腎臓病を悪化させない、予防するための食事についていろいろ調べてみましたが、慢性腎臓病のための食事は「これを食べた方がよい」という栄養摂取を勧める方法ではなく、「これを制限しなさい」という制限を守る方法がメインのようです。
ですが、どの食材がどんな成分でできているのか、どんな調理法で調理すればよいのか、専門家じゃないので判断が難しいですよね。
そんなとき心強い味方となってくれる本もあります。

食事療法の複雑な条件をふまえて、腎臓病食の特徴を生かした、治療の目的にそった食事ができるように工夫された「腎臓病の食品交換表」(医歯薬出版)
専門的知識はもちろんですが、具体的な献立例もカラー写真付きでわかりやすく紹介されているのでとっても参考になりますよ。

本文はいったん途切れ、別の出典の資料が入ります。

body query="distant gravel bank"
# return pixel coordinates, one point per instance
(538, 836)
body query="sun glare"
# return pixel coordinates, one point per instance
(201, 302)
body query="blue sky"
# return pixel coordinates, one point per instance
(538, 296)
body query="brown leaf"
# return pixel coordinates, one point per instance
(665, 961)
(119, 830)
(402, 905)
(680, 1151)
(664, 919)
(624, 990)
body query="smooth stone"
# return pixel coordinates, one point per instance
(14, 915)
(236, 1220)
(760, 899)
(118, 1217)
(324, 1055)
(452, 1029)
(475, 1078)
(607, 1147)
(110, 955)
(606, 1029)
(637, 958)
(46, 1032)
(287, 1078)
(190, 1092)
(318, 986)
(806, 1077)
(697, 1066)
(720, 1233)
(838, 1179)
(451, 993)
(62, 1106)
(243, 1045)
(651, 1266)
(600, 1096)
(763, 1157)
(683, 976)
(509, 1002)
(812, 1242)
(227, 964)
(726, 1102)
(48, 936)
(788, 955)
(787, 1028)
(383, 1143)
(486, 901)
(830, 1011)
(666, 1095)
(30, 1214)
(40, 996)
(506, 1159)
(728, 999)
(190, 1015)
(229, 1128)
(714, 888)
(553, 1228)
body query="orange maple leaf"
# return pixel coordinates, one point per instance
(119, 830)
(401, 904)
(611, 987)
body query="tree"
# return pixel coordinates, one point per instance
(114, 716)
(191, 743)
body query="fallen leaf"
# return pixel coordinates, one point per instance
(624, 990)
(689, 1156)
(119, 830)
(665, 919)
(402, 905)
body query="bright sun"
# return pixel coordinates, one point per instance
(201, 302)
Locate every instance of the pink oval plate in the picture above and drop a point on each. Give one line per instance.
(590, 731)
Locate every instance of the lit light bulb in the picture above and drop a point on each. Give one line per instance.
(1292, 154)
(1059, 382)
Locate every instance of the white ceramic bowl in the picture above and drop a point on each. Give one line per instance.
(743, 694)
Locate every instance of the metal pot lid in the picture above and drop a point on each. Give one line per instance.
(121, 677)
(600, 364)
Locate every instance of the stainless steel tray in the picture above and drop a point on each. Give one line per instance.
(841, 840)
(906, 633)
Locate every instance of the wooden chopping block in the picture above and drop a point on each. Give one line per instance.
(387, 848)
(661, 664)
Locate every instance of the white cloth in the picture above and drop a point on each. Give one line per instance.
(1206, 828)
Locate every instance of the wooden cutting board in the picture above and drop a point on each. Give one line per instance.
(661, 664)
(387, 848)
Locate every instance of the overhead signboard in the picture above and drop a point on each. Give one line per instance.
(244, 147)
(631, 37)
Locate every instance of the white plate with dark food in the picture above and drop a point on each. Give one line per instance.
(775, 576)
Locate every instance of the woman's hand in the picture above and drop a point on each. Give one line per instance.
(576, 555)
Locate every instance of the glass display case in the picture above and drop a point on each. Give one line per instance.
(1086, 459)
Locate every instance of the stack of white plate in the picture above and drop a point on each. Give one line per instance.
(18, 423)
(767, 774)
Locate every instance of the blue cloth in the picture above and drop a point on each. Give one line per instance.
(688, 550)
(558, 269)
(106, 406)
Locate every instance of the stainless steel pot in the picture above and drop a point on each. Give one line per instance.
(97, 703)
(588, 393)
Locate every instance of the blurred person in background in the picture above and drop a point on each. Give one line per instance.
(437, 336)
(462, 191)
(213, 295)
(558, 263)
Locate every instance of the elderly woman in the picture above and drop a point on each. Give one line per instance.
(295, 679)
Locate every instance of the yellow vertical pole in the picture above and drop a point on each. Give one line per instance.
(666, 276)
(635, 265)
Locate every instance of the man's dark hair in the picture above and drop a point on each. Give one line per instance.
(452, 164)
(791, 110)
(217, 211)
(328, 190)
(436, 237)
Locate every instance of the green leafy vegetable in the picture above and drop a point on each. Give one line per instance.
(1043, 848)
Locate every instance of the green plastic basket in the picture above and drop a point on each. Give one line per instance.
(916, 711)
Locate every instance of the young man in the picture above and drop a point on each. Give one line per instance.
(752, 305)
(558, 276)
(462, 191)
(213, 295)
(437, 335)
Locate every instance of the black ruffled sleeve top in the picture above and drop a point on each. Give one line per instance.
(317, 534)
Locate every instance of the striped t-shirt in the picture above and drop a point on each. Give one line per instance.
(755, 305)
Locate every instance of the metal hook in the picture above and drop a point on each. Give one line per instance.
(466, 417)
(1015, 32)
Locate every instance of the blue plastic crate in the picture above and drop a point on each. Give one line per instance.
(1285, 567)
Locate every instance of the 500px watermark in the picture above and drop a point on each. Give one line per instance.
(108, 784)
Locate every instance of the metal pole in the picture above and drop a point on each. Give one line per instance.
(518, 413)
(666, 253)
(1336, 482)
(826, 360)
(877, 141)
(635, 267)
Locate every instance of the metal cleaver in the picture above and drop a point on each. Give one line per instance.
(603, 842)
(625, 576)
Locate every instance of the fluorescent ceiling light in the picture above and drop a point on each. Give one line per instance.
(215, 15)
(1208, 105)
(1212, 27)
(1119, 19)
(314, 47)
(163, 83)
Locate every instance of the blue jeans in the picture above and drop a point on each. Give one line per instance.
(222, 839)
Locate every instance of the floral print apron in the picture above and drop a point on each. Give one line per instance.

とても制限食とは思えないほど美味しそうなものばかりなので、「治療食だから美味しい物を食べられない…」とがっかりすることはありません!
腎臓病予防についてのまとめ
腎臓病の一番の予防は、規則正しい生活習慣と栄養バランスのとれた食生活です。
万が一、慢性腎臓病の疑いがある場合には、早期発見がとても重要になります。
繰り返しますが、慢性腎臓病の初期段階には自覚症状がなく、気づいたころには手遅れになっているということもあり得るのです。
そのため、定期的に健康診断を受け、尿や血液の状態を検査して自分の腎臓の状態を把握しておくことが大切ですね。